I remember how as a child of about six, late evenings were a stressful affair for me. I lived in Saudi Arabia back then and I until my father was back home safe from work, I'd worry. Having heard stories of public beheadings in the country, my worst fear was that my dad would one day get pulled over by a brutish Saudi policeman in a bad mood for not having his seatbelt on or something similarly trivial (of course, my dad would never break any serious law) and publicly executed.

Thankfully, before I became victim to juvenile hypertension, mobile phones were invented. No longer did one need to worry about the whereabouts of a loved one. Surely, if my dad was about to be publicly beheaded, he'd find a way to sneak a farewell call to his only daughter... unless of course they confiscated his mobile. Or maybe he did try to call me and got caught and now was getting beaten up for his audacity! Oh no...

Mobile phones haven't really done much good to our nerves, after all.

Today, it makes us uneasy to think about travelling without our cell phones, or letting the ones we care about do so. Nothing sends chills down our spine like "The number you've dialled is currently switched off", and parents get seriously miffed with kids who don't remember to charge their phones.

It’s quite natural: like not answering the doorbell when you're home, it's considered irregular to not attend to your mobile phone. The immediate instinct is to assume something is horribly wrong.

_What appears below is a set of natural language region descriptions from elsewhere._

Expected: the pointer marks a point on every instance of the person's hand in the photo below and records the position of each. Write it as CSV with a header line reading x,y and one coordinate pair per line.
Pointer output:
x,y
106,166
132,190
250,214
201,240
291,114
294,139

I wonder how our grandparents managed to keep calm when their kids travelled alone overseas to study. Did they cease all activity, sit and nervously bite their nails for hours until they received a call on their landline from the hotel/ airport? Did they keep checking the TV and radio for reports of plane crashes?

The entry of mobile phones to the scene should have made things a lot easier for us. We can stay calm knowing that our family and friends have the opportunity to call us if something is wrong. However, somewhere along the line we began to assume that the converse is as true: if they haven't called, then something's wrong.

A lot of us, in the beginning, were so grateful for our first cell phones that we willfully participated in the process of pacifying this parental paranoia. We called to tell them we're at the railway station (read: not kidnapped by auto driver), and ten minutes later to inform them that we have found our seat (read: did not chase running train and fall) and commenced our journey.

The trouble with starting out compliant and not cutting the cord soon enough is that both the protector and the protected have a unnecessarily hard time. “Give me space!” is tackled with an equally angsty “It’s only because we care” or “you won’t understand until you have kids of your own”. Paranoia has become synonymous with love. Before you know it you're 25 and getting yelled at for not phoning home the entire day. Natural progression dictates that you end up a middle-aged parent with really bad nails and a pissed off teenager. Or worse, you end up with a congenitally stressed out child who, unless you call, worries every evening that you may get publicly beheaded on the way home from work.

[Disclaimer: The characters in this blog are fictitious and any resemblance to persons who share my DNA is purely coincidental.]